Quegli uomini le ascoltarono attentamente. E dopo averle ascoltate apparve un luccichio nei loro occhi. Perfino Miomao smise la sua toeletta e non si perse nemmeno una parola di quel discorso. E dopo averle ascoltate fu preso dalla gioia della consapevolezza che da quel momento in avanti non avrebbe più dovuto passare le giornate a guardia di un freddo e solitario ponte.
Si dice che da quel giorno Animadei e Mieisti iniziarono a vivere insieme, dividendosi un territorio rigogliosissimo dal raccolto poderoso. Fondarono un unico clan con un nuovo nome: i Comunionisti. Impararono gli uni a usare la forza di combattere le ingiustizie, gli altri la gioia del raccolto del frutto di ciò che si semina con impegno e sudore.
Olinda e Altea continuarono le loro passeggiate quotidiane nella savana e la loro amicizia crebbe ogni giorno di più.
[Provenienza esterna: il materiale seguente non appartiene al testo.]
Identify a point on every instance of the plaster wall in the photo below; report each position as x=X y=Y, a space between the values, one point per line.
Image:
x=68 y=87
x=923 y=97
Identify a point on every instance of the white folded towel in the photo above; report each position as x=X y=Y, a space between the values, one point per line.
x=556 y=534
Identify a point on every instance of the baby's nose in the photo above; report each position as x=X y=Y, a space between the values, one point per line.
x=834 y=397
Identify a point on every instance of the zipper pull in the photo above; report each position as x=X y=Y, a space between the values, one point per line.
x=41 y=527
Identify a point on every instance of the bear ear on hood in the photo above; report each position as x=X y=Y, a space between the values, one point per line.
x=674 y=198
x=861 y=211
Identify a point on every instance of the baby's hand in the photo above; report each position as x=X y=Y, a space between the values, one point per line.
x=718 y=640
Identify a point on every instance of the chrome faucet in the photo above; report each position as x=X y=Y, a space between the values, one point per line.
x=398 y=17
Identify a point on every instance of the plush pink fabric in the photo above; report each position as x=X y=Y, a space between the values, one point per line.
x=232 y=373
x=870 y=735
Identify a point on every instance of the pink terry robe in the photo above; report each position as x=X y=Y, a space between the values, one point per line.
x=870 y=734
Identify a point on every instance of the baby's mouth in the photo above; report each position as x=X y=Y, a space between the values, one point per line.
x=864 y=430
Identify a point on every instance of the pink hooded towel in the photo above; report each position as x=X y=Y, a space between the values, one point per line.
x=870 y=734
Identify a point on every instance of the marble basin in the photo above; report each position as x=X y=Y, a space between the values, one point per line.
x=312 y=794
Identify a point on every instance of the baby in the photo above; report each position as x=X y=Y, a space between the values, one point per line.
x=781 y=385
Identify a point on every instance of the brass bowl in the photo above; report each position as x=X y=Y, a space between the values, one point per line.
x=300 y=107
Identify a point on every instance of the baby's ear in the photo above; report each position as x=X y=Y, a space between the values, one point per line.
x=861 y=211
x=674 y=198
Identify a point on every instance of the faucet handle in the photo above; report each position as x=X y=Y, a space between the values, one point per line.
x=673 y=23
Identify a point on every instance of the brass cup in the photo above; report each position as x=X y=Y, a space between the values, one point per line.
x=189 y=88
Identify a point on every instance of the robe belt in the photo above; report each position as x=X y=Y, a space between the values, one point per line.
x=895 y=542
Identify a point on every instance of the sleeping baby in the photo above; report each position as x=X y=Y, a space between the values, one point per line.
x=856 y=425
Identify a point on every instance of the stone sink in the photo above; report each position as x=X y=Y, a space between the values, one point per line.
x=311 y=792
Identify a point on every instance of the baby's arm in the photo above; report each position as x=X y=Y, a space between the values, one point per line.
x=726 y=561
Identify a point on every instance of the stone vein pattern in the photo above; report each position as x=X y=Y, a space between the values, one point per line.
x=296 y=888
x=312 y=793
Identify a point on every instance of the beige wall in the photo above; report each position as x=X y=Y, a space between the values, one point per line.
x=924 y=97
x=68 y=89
Che noi siamo Animadei, il che non è male, oppure Mieisti, e in questo caso ancora dobbiamo imparare a seminare con le nostre mani, ricordiamoci che siamo sempre sul banco di scuola e auguriamoci di diventare dei Comunionisti, come le nostre piccole amiche, che lo sono sempre state. Come tutti i bambini lo sono, finché non vengono imbrattati dal fango del mondo adulto.
Salutiamo Olinda e Altea, nostre maestre della giusta misura: non troppo in basso, da perdere il contatto con il cielo, non troppo in alto, da perdere il contatto con la terra. Unite. In comunione.